Novel Architectures on the Far Horizon for Weather Prediction
June 28, 2016 Nicole Hemsoth
Weather modeling and forecasting centers are among some of the top users of supercomputing systems and are at the top of the list when it comes to areas that could benefit from exascale-class compute power.
However, for modeling centers, even those with the most powerful machines, there is a great deal of leg work on the code front in particular to scale to that potential. Still, many, including most recently the UK Met Office, have planted a stake in the ground for exascale—and they are looking beyond traditional architectures to meet the power and scalability demands they’ll be facing in the 2020-plus timeframe.
The Met Office has just released a report on its own requirements for exascale computing, which follows news from ISC16 last week about the vision for the 2017 systems to back its efforts which focuses on a number of elements for R&D emphasis. These include the exploration of new architectures, bolstering programming models, enhancing I/O and workflow and coupling complex multi-scale and multi-timescale models. The domain specific nature of the code work requires a more focused deep dive, but one of the key elements in the report is the focus on emerging architectures.
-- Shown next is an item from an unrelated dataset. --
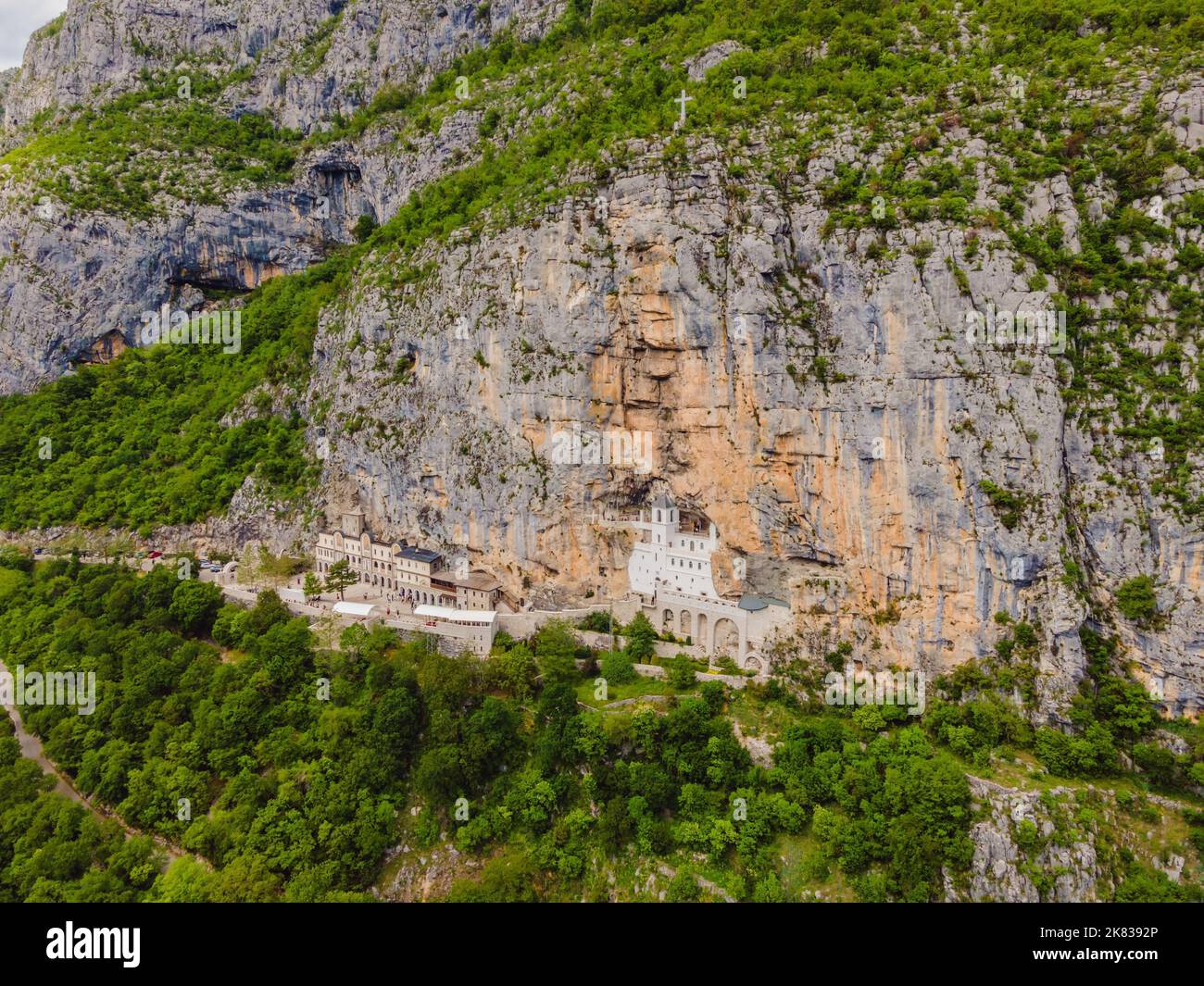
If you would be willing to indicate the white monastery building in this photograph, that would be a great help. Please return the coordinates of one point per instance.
(671, 569)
As the authors note, “Total power requirements suggest that CPUs will not be suitable commodity processors for supercomputers in the future.” In addition to looking to more common accelerators, including GPUs and Intel Xeon Phi, the Met Office is keen on watching 64-bit ARM developments as well as, most surprising, FPGAs as suitable offload engines.
“FPGAs are a well-established technology but difficult for applications developed using high level languages. Two potential research avenues include first developing a software stack to transform high level language code and transform it into hardware logic for FPGAs.”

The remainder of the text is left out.